As such, a straightforward “eat-less, move more” strategy might not work equally for everyone. The guidelines note that “obesity management should be about improved health and well-being, and not just weight loss.”

To help primary care practitioners better treat obesity, the doctors outlined five steps:

  1. Recognition of obesity as a chronic disease by health care providers, who should ask the patient permission to offer advice and help treat this disease in an unbiased manner.
  2. Assessment of an individual living with obesity, using appropriate measurements, and identifying the root causes, complications and barriers to obesity treatment.
  3. Discussion of the core treatment options (medical nutrition therapy and physical activity) and adjunctive therapies that may be required, including psychological, pharmacologic and surgical interventions.
  4. Agreement with the person living with obesity regarding goals of therapy, focusing mainly on the value that the person derives from health-based interventions.
  5. Engagement by health care providers with the person with obesity in continued follow-up and reassessments, and encouragement of advocacy to improve care for this chronic disease.

Insider noted that some health professionals and body-positive advocates don’t think the guidelines go far enough in reframing obesity treatment. The update still points “to individual bodies as the problem, not culture,” registered dietitian Rebecca Scritchfield, told Insider.

But it’s also possible to see how some health professionals may worry this new model could discourage patients from taking the initiative to tackle weight-loss on their own, through exercise and dieting.

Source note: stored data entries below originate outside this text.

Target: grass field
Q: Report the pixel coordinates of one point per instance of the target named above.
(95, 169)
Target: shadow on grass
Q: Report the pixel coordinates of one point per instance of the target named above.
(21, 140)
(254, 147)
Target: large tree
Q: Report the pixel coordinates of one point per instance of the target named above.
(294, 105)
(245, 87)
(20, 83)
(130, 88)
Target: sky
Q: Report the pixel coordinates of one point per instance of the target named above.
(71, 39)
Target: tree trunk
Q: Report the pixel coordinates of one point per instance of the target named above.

In a 2020 opinion piece published in Frontiers in Nutrition, Dr. Elliot M. Berry argued that misplaced “medical and political correctness” may lead to the abrogation of the physician’s responsibility to properly care for patients.

“For example, some doctors are now even reluctant to raise the issue of obesity lest they be accused of fat shaming by not accepting their patients’ proportions (despite the quote at the head of this opinion piece), and thereby receive poor approval ratings in an atmosphere where popularity is equated with good healthcare.”

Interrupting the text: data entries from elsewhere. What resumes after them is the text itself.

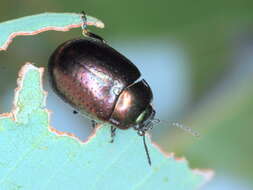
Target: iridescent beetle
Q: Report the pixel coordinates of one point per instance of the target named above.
(102, 84)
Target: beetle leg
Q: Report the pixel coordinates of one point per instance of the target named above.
(113, 129)
(93, 124)
(85, 30)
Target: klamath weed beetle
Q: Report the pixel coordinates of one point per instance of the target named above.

Berry offers a list of nine steps that he thinks could help the healthcare industry better treat obesity, without shaming patients or falling prey to political correctness.

Berry concludes his piece:

“Parental and individual responsibility, choice and self-management clearly have a place near the center of the stage in the obesity tragedy. Otherwise, it is like going to see the play Hamlet and the Prince fails to make an appearance.”